O'Reilly Theatre, National Opera House

La cucina/Adina stars Jette Parker Young Artist Rachel Kelly as Adina and 2017 Operalia winner Levy Sekgapane as Selimo, alongside Máire Flavin, Manuel Amati, Sheldon Baxter, Emmanuel Franco, Daniele Antonangeli and Luca Nucera.

A co-production with the Rossini Opera Festival.

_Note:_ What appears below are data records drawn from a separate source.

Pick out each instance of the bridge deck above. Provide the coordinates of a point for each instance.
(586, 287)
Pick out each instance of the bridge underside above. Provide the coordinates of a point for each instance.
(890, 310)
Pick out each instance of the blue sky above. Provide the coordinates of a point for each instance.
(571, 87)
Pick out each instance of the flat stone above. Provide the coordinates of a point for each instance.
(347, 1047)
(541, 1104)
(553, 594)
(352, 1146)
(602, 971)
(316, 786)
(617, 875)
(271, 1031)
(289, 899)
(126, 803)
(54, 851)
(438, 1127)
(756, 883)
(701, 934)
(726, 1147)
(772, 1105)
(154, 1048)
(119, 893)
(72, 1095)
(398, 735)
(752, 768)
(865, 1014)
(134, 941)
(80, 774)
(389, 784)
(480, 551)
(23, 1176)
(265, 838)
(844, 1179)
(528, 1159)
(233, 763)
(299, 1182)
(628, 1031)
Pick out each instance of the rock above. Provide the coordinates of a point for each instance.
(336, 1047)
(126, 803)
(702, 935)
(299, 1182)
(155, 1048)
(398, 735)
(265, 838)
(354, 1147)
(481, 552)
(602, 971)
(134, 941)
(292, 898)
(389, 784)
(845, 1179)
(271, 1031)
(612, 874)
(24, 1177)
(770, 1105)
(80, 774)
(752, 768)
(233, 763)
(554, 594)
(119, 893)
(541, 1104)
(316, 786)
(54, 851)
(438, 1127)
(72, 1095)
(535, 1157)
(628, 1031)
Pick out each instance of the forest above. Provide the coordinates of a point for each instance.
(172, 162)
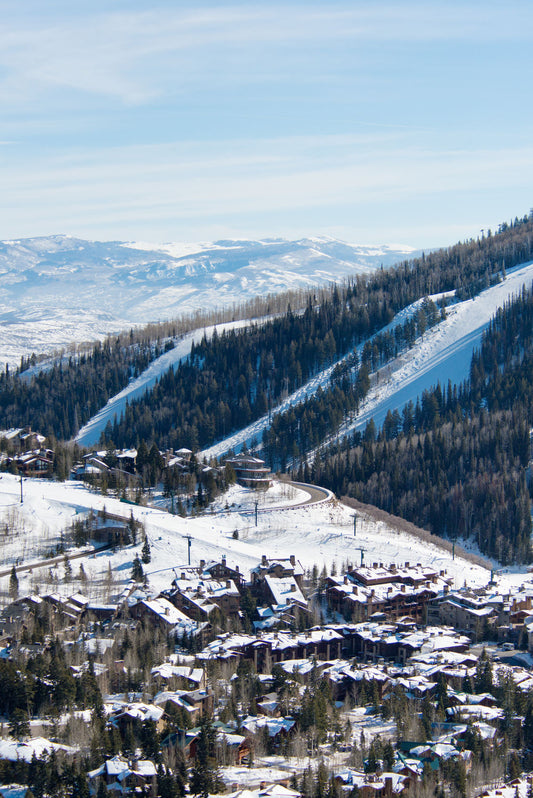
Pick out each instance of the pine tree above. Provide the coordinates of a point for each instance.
(137, 573)
(145, 551)
(204, 776)
(13, 584)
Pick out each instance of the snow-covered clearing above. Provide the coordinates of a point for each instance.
(321, 534)
(443, 353)
(89, 434)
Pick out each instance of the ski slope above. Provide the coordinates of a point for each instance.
(443, 353)
(89, 434)
(319, 534)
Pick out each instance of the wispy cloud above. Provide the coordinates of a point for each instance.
(136, 55)
(176, 186)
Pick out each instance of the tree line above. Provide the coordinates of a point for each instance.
(456, 462)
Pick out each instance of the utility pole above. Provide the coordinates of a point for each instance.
(188, 538)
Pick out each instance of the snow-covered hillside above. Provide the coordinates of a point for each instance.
(443, 354)
(57, 290)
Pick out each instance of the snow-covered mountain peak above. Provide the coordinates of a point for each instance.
(60, 289)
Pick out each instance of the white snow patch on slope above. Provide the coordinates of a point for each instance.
(443, 353)
(90, 433)
(320, 534)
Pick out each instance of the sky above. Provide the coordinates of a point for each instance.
(373, 122)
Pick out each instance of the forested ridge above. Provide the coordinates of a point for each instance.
(57, 401)
(238, 376)
(456, 461)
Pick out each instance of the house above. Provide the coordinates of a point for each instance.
(123, 777)
(251, 472)
(163, 614)
(221, 571)
(35, 463)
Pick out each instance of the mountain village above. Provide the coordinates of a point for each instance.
(367, 678)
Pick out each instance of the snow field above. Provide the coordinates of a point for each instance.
(316, 534)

Few of Gioachino Rossini’s (1792-1868) operas are less well known than Adina. Intriguingly, it’s not an early work but one composed in the aftermath of Rossini’s great creative flourish of 1816–17, which produced masterpieces including Il barbiere di Siviglia and La Cenerentola, so the composer certainly knew what he was doing when he produced Adina with glittering arias and rich orchestral textures. Among the many mysteries surrounding Adina are why it was commissioned in 1818 for a Portuguese patron yet not performed until 1826 at Lisbon’s Teatro São Carlos. Rossini never heard the work himself, and after a performance in 1828 in Rio de Janeiro, it disappeared from view until the 1960s. It was revived in Siena in 1963, and in Oxford in 1968. Rossini’s writing for the title role – and only female protagonist in the piece – is in some ways restrained, perhaps because he designed the part for a singer active in Lisbon he didn’t actually know. Though subtitled Il califfo di Bagdad, and adapted from Felice Romani’s Il califfo e la schiava, the score makes little attempt at Middle-Eastern local colour; indeed, four out of its ten numbers were culled by the composer from his own 1814 opera Sigismondo, which is set in 16th century Poland. The plot is a variation on the then-popular escape-from-the-harem theme, though the heroine on this occasion feels more than usual sympathy for her captor. All is explained – in good time, fortunately – when it transpires that the beautiful slave girl Adina is indeed the caliph’s daughter.